Tout le monde appuya l’avis de Compayrou, disant que puisque le magister était notre ingénieur, il ne devait pas travailler ; on avait si bien senti l’utilité de la direction du magister que volontiers on l’eût mis dans du coton pour le préserver des dangers et des accidents : c’était notre pilote.
Le travail que nous avions à faire eut été des plus simples si nous avions eu des outils, mais avec des couteaux il était long et difficile. Il fallait en effet établir deux paliers en les creusant dans le schiste, et afin de n’être pas exposés à dévaler sur la pente de la remontée, il fallait que ces paliers fussent assez larges pour donner de la place à quatre d’entre nous sur l’un, et à trois sur l’autre. Ce fut pour obtenir ce résultat que ces travaux furent entrepris.

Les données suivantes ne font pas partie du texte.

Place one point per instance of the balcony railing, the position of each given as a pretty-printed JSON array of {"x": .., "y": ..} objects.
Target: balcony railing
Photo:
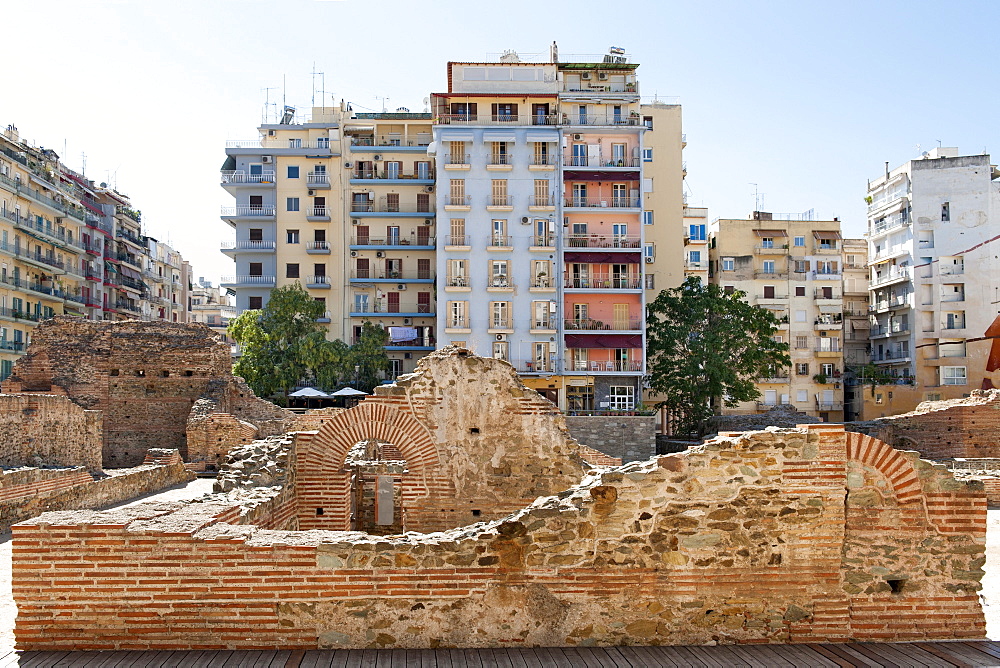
[
  {"x": 570, "y": 160},
  {"x": 241, "y": 177},
  {"x": 248, "y": 245},
  {"x": 247, "y": 211},
  {"x": 603, "y": 282},
  {"x": 600, "y": 241},
  {"x": 631, "y": 323},
  {"x": 497, "y": 119},
  {"x": 603, "y": 202}
]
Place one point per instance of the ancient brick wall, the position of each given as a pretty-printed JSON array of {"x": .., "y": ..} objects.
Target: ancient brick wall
[
  {"x": 742, "y": 539},
  {"x": 629, "y": 437},
  {"x": 48, "y": 430},
  {"x": 478, "y": 445},
  {"x": 146, "y": 378},
  {"x": 944, "y": 429}
]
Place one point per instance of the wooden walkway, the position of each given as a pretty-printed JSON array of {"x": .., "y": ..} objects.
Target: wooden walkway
[{"x": 979, "y": 653}]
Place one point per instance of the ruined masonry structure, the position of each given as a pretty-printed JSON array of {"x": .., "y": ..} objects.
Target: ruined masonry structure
[
  {"x": 785, "y": 535},
  {"x": 147, "y": 379}
]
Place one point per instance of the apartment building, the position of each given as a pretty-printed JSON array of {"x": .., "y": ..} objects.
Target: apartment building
[
  {"x": 931, "y": 228},
  {"x": 793, "y": 267}
]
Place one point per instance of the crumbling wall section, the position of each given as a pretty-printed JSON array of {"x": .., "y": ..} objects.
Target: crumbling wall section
[
  {"x": 968, "y": 427},
  {"x": 49, "y": 430},
  {"x": 743, "y": 539}
]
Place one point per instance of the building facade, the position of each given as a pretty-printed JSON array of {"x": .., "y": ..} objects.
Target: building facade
[
  {"x": 931, "y": 228},
  {"x": 794, "y": 268}
]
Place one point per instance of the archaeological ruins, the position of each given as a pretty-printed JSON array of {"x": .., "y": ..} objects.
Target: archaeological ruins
[{"x": 454, "y": 509}]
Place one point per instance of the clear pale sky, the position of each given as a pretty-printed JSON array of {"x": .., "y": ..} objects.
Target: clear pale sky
[{"x": 806, "y": 99}]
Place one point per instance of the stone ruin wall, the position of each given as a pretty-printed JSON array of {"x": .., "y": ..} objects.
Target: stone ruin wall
[
  {"x": 145, "y": 377},
  {"x": 477, "y": 443},
  {"x": 968, "y": 428},
  {"x": 745, "y": 539},
  {"x": 48, "y": 430}
]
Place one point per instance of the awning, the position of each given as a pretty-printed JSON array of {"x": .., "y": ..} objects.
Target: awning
[
  {"x": 602, "y": 258},
  {"x": 575, "y": 175},
  {"x": 604, "y": 341}
]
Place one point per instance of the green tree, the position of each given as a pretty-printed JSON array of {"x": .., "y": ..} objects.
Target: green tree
[
  {"x": 705, "y": 348},
  {"x": 282, "y": 346}
]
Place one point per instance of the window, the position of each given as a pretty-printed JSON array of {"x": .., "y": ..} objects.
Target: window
[
  {"x": 621, "y": 398},
  {"x": 953, "y": 375}
]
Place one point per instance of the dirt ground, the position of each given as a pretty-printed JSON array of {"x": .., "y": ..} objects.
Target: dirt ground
[{"x": 8, "y": 611}]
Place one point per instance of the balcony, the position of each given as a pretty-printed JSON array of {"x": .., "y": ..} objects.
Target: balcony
[
  {"x": 390, "y": 209},
  {"x": 457, "y": 161},
  {"x": 232, "y": 247},
  {"x": 630, "y": 324},
  {"x": 318, "y": 180},
  {"x": 599, "y": 241},
  {"x": 246, "y": 281},
  {"x": 233, "y": 213},
  {"x": 497, "y": 119},
  {"x": 236, "y": 178},
  {"x": 602, "y": 162},
  {"x": 391, "y": 142},
  {"x": 602, "y": 202},
  {"x": 392, "y": 276},
  {"x": 381, "y": 307},
  {"x": 317, "y": 214},
  {"x": 603, "y": 282}
]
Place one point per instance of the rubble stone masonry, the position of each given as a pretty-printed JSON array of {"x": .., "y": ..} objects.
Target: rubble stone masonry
[{"x": 787, "y": 535}]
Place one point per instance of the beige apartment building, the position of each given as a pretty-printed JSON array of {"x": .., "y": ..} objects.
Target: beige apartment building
[{"x": 793, "y": 268}]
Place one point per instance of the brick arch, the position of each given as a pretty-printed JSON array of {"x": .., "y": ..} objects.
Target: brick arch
[
  {"x": 888, "y": 461},
  {"x": 322, "y": 482}
]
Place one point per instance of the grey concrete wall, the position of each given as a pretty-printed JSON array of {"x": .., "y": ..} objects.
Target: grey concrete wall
[{"x": 633, "y": 438}]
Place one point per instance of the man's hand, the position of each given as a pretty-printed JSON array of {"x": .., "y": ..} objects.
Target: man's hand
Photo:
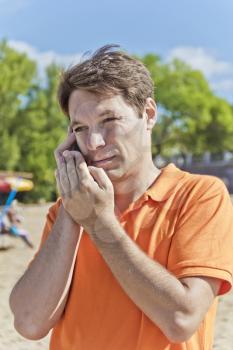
[{"x": 86, "y": 191}]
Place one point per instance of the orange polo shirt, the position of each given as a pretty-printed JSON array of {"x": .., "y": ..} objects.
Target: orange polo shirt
[{"x": 185, "y": 223}]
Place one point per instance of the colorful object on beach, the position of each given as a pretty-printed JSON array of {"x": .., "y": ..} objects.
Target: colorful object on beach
[
  {"x": 4, "y": 186},
  {"x": 19, "y": 184}
]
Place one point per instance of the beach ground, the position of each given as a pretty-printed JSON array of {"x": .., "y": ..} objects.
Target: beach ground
[{"x": 13, "y": 263}]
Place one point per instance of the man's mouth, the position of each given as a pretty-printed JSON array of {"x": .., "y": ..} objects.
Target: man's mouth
[{"x": 103, "y": 161}]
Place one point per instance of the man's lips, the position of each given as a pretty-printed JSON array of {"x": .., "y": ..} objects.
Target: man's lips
[{"x": 102, "y": 161}]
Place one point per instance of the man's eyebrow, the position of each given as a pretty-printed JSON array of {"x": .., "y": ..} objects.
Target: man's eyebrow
[{"x": 105, "y": 112}]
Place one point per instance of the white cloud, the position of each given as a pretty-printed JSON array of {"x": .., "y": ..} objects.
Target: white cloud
[
  {"x": 45, "y": 58},
  {"x": 202, "y": 59},
  {"x": 218, "y": 72},
  {"x": 12, "y": 6},
  {"x": 224, "y": 85}
]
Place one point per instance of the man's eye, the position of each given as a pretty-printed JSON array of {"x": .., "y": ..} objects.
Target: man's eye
[
  {"x": 79, "y": 128},
  {"x": 109, "y": 119}
]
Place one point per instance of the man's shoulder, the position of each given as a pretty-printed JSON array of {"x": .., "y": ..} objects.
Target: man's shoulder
[{"x": 199, "y": 185}]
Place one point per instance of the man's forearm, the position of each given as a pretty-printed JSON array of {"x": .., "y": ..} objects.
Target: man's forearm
[
  {"x": 159, "y": 294},
  {"x": 38, "y": 298}
]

Deux hommes creusaient le sol dans chaque chantier et le troisième faisait descendre les morceaux de schiste. Le magister, une lampe à la main, allait de l’un à l’autre chantier.
En creusant, on trouva dans la poussière quelques morceaux de boisage qui avaient été ensevelis là et qui furent très-utiles pour retenir nos déblais et les empêcher de rouler jusqu’en bas.
Après trois heures de travail sans repos, nous avions creusé une planche sur laquelle nous pouvions nous asseoir.
— Assez pour le moment, commanda le magister, plus tard nous élargirons la planche de manière à pouvoir nous coucher ; il ne faut pas user inutilement nos forces, nous en aurons besoin.
On s’installa, le magister, l’oncle Gaspard, Carrory et moi sur le palier inférieur, les trois piqueurs sur le plus élevé.